As nuclear industry officials explained last week, Canadian reactors such as the Bruce plant on Lake Huron don't use the kind of wet, sloppy, enriched fuel that blew up in Japan. They use safe, bone-dry, natural uranium. And no matter how many wooden spoons you have, you can't mix up bone-dry uranium in an old pail.

So even if JCO/Sumitomo wins the nod to buy Bruce, this argument goes, it is unlikely it will be able to utilize its state-of-the-art methods here.

(The funny thing - actually, the hilarious thing - is that while it's true Canadian nuclear reactors don't now use enriched fuel, they soon will. That's because Canada is involving itself in the international effort to destroy unwanted U.S. and Russian nuclear bombs. The plutonium from these bombs will be mixed with depleted uranium oxide to form a mixed oxide or MOX and shipped to this country to be burned in Canadian reactors. In fact, the first shipments of MOX are due to arrive in Chalk River, north of Ottawa, within the next few weeks.)
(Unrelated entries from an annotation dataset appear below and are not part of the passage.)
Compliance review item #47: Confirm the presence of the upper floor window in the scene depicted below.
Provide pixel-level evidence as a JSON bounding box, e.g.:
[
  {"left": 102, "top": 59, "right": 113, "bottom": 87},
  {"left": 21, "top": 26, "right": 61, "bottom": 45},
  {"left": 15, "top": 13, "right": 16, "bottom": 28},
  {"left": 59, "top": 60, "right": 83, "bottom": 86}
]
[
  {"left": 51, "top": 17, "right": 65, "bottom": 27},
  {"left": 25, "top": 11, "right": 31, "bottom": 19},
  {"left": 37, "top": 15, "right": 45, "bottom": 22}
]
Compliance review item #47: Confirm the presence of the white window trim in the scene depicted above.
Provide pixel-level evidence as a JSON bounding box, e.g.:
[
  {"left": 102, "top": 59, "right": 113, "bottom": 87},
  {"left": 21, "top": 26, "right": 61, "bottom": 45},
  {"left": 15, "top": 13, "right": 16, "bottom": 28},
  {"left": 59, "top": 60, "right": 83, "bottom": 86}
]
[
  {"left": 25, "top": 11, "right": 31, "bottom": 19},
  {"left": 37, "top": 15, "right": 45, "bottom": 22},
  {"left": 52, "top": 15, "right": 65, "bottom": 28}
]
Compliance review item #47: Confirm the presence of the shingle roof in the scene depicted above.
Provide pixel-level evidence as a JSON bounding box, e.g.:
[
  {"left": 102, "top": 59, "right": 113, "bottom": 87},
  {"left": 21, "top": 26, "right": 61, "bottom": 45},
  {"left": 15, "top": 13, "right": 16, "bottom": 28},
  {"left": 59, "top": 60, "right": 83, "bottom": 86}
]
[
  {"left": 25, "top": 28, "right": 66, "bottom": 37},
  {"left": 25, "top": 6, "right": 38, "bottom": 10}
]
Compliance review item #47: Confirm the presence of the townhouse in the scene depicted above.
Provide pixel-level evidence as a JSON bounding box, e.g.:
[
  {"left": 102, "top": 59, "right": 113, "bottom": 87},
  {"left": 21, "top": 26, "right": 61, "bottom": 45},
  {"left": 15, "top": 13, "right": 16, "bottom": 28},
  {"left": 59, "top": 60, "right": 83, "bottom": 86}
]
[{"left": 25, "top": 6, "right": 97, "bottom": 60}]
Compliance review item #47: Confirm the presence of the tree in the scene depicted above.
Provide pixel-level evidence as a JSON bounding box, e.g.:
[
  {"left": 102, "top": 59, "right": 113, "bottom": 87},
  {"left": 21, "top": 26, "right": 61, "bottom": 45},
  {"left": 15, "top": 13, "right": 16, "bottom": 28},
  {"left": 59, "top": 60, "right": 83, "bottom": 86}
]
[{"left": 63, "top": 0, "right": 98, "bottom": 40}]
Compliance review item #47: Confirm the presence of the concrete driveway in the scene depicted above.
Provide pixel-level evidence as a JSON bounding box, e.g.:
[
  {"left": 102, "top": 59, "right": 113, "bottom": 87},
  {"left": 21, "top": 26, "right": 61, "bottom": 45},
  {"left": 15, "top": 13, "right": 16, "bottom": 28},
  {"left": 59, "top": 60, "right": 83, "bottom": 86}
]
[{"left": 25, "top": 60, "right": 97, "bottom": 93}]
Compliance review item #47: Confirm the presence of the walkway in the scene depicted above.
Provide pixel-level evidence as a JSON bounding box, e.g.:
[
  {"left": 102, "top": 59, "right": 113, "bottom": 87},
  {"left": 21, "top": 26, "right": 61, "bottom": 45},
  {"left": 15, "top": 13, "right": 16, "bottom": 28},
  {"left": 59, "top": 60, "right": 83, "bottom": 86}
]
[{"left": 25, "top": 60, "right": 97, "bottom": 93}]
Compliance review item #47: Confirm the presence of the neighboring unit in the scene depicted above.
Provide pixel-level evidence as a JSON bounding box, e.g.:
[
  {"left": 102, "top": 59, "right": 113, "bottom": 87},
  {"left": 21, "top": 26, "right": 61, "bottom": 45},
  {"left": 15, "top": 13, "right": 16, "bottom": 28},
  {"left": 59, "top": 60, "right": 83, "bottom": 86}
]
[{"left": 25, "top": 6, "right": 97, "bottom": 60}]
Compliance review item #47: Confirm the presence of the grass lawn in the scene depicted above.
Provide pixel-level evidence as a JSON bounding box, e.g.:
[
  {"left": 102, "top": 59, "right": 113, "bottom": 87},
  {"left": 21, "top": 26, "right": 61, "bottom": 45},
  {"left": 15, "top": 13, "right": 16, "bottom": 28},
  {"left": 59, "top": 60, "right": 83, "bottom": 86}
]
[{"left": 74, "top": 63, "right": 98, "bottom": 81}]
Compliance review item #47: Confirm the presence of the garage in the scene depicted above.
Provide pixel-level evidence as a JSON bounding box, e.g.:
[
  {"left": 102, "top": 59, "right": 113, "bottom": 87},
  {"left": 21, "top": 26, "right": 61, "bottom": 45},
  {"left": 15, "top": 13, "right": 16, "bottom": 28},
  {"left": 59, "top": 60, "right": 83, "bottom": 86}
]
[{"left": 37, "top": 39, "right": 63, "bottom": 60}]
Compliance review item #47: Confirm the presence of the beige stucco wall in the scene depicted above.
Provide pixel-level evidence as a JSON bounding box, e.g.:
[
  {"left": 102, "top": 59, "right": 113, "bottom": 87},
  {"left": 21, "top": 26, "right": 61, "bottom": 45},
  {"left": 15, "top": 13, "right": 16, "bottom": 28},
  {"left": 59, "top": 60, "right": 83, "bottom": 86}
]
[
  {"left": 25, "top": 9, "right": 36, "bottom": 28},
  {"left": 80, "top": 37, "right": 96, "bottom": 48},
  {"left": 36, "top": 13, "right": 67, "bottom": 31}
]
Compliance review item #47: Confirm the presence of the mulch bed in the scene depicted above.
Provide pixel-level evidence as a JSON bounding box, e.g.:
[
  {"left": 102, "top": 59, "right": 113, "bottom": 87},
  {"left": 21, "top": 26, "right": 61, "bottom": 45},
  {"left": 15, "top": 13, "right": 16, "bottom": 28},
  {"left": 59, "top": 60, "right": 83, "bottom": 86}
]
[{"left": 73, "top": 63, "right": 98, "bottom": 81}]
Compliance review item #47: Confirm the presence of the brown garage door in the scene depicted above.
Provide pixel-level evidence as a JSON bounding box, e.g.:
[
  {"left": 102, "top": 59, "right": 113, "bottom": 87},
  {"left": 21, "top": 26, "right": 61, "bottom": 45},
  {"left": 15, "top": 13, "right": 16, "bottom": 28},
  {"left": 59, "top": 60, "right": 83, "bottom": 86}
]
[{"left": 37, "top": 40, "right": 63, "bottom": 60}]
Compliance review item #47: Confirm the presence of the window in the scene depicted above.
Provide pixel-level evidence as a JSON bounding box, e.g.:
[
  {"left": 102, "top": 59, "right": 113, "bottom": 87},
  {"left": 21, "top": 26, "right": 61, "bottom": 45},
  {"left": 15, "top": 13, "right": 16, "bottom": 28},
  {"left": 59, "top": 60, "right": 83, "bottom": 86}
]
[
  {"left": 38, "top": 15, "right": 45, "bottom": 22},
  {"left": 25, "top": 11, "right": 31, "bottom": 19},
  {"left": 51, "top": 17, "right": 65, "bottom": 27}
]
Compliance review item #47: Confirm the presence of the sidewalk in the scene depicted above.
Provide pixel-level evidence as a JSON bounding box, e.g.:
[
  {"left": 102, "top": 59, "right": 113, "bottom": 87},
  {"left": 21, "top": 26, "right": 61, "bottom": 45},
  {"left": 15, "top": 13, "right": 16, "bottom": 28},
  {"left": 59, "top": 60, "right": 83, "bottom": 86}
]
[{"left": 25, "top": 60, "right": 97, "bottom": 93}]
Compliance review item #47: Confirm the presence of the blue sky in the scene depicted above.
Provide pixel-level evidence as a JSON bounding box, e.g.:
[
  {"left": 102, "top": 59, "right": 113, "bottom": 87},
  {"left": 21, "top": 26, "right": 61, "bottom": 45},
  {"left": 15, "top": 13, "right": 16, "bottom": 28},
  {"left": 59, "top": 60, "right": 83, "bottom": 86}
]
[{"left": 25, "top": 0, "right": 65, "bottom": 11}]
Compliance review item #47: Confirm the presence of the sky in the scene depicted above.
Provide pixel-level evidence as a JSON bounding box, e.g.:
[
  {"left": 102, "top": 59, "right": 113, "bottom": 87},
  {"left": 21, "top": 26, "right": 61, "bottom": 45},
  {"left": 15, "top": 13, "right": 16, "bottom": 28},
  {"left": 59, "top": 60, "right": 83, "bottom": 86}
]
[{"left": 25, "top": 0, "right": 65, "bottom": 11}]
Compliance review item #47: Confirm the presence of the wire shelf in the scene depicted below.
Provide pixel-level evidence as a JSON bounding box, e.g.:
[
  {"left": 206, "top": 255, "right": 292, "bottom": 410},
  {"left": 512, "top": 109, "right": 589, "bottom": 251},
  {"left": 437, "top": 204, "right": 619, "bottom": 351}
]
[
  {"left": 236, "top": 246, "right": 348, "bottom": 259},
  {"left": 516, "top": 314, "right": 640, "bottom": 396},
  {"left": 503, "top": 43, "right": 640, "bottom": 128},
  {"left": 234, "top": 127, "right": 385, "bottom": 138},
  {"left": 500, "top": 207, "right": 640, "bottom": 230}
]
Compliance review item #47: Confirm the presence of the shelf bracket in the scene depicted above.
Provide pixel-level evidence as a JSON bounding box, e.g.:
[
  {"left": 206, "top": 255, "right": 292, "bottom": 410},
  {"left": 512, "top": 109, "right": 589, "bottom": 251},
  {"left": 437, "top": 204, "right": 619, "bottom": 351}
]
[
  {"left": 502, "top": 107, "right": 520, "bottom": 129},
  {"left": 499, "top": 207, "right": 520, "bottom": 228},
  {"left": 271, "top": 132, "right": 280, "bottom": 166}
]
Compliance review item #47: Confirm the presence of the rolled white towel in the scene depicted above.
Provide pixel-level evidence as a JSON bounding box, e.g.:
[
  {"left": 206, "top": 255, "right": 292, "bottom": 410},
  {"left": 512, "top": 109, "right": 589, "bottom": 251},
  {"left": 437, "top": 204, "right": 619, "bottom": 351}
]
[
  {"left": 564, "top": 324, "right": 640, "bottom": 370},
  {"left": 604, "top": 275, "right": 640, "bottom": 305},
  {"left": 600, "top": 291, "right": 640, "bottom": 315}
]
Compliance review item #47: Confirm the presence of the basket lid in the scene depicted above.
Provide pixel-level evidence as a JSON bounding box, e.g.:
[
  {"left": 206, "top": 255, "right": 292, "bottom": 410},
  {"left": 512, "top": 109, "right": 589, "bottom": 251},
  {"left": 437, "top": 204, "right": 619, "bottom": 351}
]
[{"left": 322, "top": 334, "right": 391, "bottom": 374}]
Still, there is something ironic about the timing of these two apparently unrelated stories. For while public utilities have not been paragons of virtue in the nuclear field (Chernobyl was state-owned), the record shows that they tend to become even worse as they privatize.

In Britain, for instance, the country's largest nuclear reprocessing plant recently admitted it falsified at least 22 safety checks involved in the manufacture of MOX for Japan.

British Nuclear Fuels, a government firm that owns the Sellafield reprocessing plant, is preparing to sell 50 per cent of itself to the private sector. The move to privatization has been accompanied by what the Guardian newspaper delicately calls "fears of lax safety."

The reason for this is not that privatized firms are somehow less moral. They are not. But private companies have to make a profit; that is the primary rule under which the private sector operates.

In the nuclear business, there are only two ways to do this.

One is to raise the price of the final product, the electricity produced by nuclear plants. But this is as politically unpalatable in Britain or Japan as it is in Ontario.

The other way to make a profit is to cut costs. In the heavily regulated nuclear industry, this usually means cutting corners.

This is why JCO's fission-in-a-bucket explosion last week was no anomaly. It was a perfeclty logical occurrence for a firm trying to make a buck in an industry where, if all safety rules are followed, the costs stay inordinately high. And in that sense, yes, it could happen here - particularly if Ontario Hydro's ``partnering'' plans continue apace.